FelixKrueger / Bismark

A tool to map bisulfite converted sequence reads and determine cytosine methylation states
http://felixkrueger.github.io/Bismark/
GNU General Public License v3.0
386 stars 101 forks source link

Bismark's terminal output alignment stats #289

Closed rauldiul closed 4 years ago

rauldiul commented 4 years ago

Dear Felix,

I have a question regarding the output that Bismark returns in the terminal, which gives details on the numbers of concordant/discordant pairs, and which does not appear in the outputted report file.

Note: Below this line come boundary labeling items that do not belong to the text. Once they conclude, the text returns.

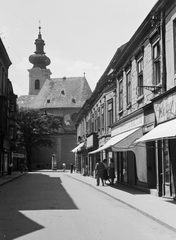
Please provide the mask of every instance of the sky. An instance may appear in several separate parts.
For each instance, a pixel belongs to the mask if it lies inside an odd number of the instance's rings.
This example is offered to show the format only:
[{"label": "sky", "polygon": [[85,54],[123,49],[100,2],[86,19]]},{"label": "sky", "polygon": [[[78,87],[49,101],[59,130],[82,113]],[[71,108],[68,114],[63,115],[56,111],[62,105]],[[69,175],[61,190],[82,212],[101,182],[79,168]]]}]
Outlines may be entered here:
[{"label": "sky", "polygon": [[91,90],[157,0],[1,0],[0,37],[14,93],[29,93],[39,24],[51,78],[84,76]]}]

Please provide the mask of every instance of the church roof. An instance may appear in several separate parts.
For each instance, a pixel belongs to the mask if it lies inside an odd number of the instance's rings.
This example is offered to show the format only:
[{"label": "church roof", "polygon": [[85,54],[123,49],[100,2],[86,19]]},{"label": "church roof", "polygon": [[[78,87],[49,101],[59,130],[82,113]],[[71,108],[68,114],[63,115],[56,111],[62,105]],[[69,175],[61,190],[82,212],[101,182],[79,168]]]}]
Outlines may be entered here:
[{"label": "church roof", "polygon": [[21,108],[32,108],[36,95],[22,95],[17,98],[17,104]]},{"label": "church roof", "polygon": [[[52,78],[45,81],[38,95],[21,96],[18,104],[38,109],[81,108],[91,94],[85,77]],[[25,103],[25,99],[29,103]]]}]

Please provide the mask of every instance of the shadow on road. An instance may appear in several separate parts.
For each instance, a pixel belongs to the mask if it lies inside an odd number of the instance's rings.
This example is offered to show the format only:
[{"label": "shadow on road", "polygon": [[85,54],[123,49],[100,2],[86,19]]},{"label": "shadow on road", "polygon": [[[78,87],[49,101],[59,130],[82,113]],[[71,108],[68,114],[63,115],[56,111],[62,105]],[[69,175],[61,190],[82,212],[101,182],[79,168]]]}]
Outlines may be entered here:
[{"label": "shadow on road", "polygon": [[78,208],[60,177],[37,172],[24,175],[0,188],[0,239],[12,240],[45,228],[27,217],[30,214],[70,209]]}]

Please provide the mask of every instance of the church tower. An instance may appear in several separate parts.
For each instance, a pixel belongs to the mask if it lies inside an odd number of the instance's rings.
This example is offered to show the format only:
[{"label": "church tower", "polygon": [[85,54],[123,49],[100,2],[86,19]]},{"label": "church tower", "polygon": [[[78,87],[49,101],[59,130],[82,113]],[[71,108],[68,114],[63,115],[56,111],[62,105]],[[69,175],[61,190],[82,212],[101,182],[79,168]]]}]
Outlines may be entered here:
[{"label": "church tower", "polygon": [[39,26],[38,38],[35,40],[35,54],[29,56],[29,62],[33,64],[33,68],[29,69],[29,95],[37,95],[46,79],[50,79],[51,71],[46,68],[51,61],[45,55],[45,42],[42,39],[41,27]]}]

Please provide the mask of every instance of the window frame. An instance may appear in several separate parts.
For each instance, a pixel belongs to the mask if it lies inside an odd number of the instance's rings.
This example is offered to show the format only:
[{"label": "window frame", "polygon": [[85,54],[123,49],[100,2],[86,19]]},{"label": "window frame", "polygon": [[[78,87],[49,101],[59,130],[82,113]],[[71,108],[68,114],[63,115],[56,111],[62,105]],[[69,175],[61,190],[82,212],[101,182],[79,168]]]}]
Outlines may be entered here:
[{"label": "window frame", "polygon": [[107,123],[110,126],[113,123],[113,99],[107,102]]},{"label": "window frame", "polygon": [[[138,91],[137,91],[137,97],[141,97],[144,95],[144,57],[140,56],[136,60],[136,67],[137,67],[137,86],[138,86]],[[142,84],[141,84],[142,82]]]},{"label": "window frame", "polygon": [[118,78],[119,83],[119,113],[123,111],[123,76]]},{"label": "window frame", "polygon": [[132,87],[131,87],[131,67],[126,71],[126,103],[127,107],[131,105]]},{"label": "window frame", "polygon": [[40,80],[39,79],[36,79],[35,80],[35,90],[39,90],[40,89]]},{"label": "window frame", "polygon": [[[155,57],[155,49],[157,55]],[[157,86],[161,83],[161,46],[160,39],[152,44],[152,61],[153,61],[153,85]]]}]

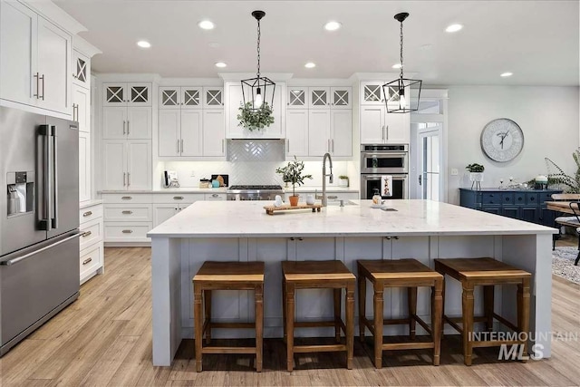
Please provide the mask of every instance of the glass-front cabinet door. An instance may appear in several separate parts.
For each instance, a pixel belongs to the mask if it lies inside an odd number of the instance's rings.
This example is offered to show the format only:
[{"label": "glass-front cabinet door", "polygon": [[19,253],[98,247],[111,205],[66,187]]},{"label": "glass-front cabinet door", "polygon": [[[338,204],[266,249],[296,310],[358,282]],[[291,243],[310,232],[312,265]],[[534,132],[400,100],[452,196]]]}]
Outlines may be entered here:
[{"label": "glass-front cabinet door", "polygon": [[181,88],[181,109],[201,109],[201,87]]},{"label": "glass-front cabinet door", "polygon": [[361,82],[361,104],[380,105],[384,103],[382,81]]},{"label": "glass-front cabinet door", "polygon": [[333,109],[351,109],[351,87],[331,87],[330,88],[330,106]]},{"label": "glass-front cabinet door", "polygon": [[179,87],[160,87],[160,109],[179,109]]},{"label": "glass-front cabinet door", "polygon": [[288,86],[288,109],[308,108],[308,88]]},{"label": "glass-front cabinet door", "polygon": [[203,95],[204,109],[221,109],[224,107],[223,87],[204,87]]},{"label": "glass-front cabinet door", "polygon": [[328,109],[330,107],[330,87],[311,87],[310,109]]}]

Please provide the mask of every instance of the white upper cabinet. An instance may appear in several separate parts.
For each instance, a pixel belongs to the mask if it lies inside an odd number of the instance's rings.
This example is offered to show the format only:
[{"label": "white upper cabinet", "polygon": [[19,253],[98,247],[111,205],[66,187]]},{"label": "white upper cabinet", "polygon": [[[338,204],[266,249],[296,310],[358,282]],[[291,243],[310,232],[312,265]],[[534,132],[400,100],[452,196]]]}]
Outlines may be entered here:
[{"label": "white upper cabinet", "polygon": [[103,83],[102,106],[151,106],[151,84]]},{"label": "white upper cabinet", "polygon": [[330,106],[332,109],[352,109],[351,87],[331,87],[330,88]]},{"label": "white upper cabinet", "polygon": [[226,96],[226,137],[228,139],[281,139],[285,137],[285,112],[284,97],[285,94],[285,83],[276,84],[274,92],[274,107],[272,116],[274,123],[264,130],[250,131],[239,126],[239,108],[243,103],[242,86],[238,82],[227,82],[225,86]]},{"label": "white upper cabinet", "polygon": [[72,83],[91,87],[91,58],[72,50]]},{"label": "white upper cabinet", "polygon": [[310,109],[328,109],[330,107],[330,87],[310,87]]},{"label": "white upper cabinet", "polygon": [[224,108],[224,88],[223,87],[204,87],[203,88],[203,108],[204,109],[223,109]]},{"label": "white upper cabinet", "polygon": [[71,34],[16,2],[0,2],[0,98],[71,114]]},{"label": "white upper cabinet", "polygon": [[286,158],[308,156],[308,109],[286,111]]},{"label": "white upper cabinet", "polygon": [[36,104],[37,20],[20,3],[0,2],[0,97],[5,100]]},{"label": "white upper cabinet", "polygon": [[309,104],[308,88],[288,86],[286,101],[288,109],[307,109]]},{"label": "white upper cabinet", "polygon": [[72,84],[72,121],[79,122],[79,131],[91,131],[91,91]]},{"label": "white upper cabinet", "polygon": [[203,111],[203,156],[226,156],[225,116],[223,110]]}]

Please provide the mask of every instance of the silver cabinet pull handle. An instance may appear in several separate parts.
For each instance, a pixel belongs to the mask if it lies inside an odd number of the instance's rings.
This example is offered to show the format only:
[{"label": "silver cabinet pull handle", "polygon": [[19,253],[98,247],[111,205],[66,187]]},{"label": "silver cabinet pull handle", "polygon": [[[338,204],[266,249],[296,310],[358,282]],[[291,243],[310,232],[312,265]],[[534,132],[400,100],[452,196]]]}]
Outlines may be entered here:
[{"label": "silver cabinet pull handle", "polygon": [[33,94],[33,97],[36,97],[38,100],[40,98],[40,84],[39,84],[39,73],[36,73],[34,76],[36,78],[36,94]]}]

I'm running Bismark for paired-end files with the following code:

bismark --score_min L,0,-0.4 /home/rtejedor/Documents/Learning/oxWGBS/oxWGBS_genome -1 JC-BS_R1_first_250k.fq -2 JC-BS_R2_first_250k.fq

The output displays the default Bowtie 2 options selected, including --no-discordant:

Summary of all aligner options: -q --score-min L,0,-0.4 --ignore-quals --no-mixed --no-discordant --dovetail --maxins 500

In the terminal output, Bismark shows the stats for Alignment rate and concordant/discordant mates (this is the part that is not included in the final report):

Reading in the sequence files JC-BS_R1_first_250k.fq and JC-BS_R2_first_250k.fq
Chromosomal sequence could not be extracted for A00251:137:HT3F2DSXX:1:1101:32117:2660_1:N:0:CTAGCT MT  16149
Chromosomal sequence could not be extracted for A00251:137:HT3F2DSXX:1:1101:29785:11772_1:N:0:CTAGCT    MT  16166

250000 reads; of these:
  250000 (100.00%) were paired; of these:
    135565 (54.23%) aligned concordantly 0 times
    76841 (30.74%) aligned concordantly exactly 1 time
    37594 (15.04%) aligned concordantly >1 times
45.77% overall alignment rate
250000 reads; of these:
  250000 (100.00%) were paired; of these:
    135540 (54.22%) aligned concordantly 0 times
    77293 (30.92%) aligned concordantly exactly 1 time
    37167 (14.87%) aligned concordantly >1 times
45.78% overall alignment rate
Processed 250000 sequences in total

And it finally shows the Mapping efficiency:

Final Alignment report
Sequence pairs analysed in total:   250000
Number of paired-end alignments with a unique best hit: 172537
Mapping efficiency: 69.0%

Sequence pairs with no alignments under any condition:  58479
Sequence pairs did not map uniquely:    18984
Sequence pairs which were discarded because genomic sequence could not be extracted:    2

Number of sequence pairs with unique best (first) alignment came from the bowtie output:
CT/GA/CT:   87464   ((converted) top strand)
GA/CT/CT:   0   (complementary to (converted) top strand)
GA/CT/GA:   0   (complementary to (converted) bottom strand)
CT/GA/GA:   85071   ((converted) bottom strand)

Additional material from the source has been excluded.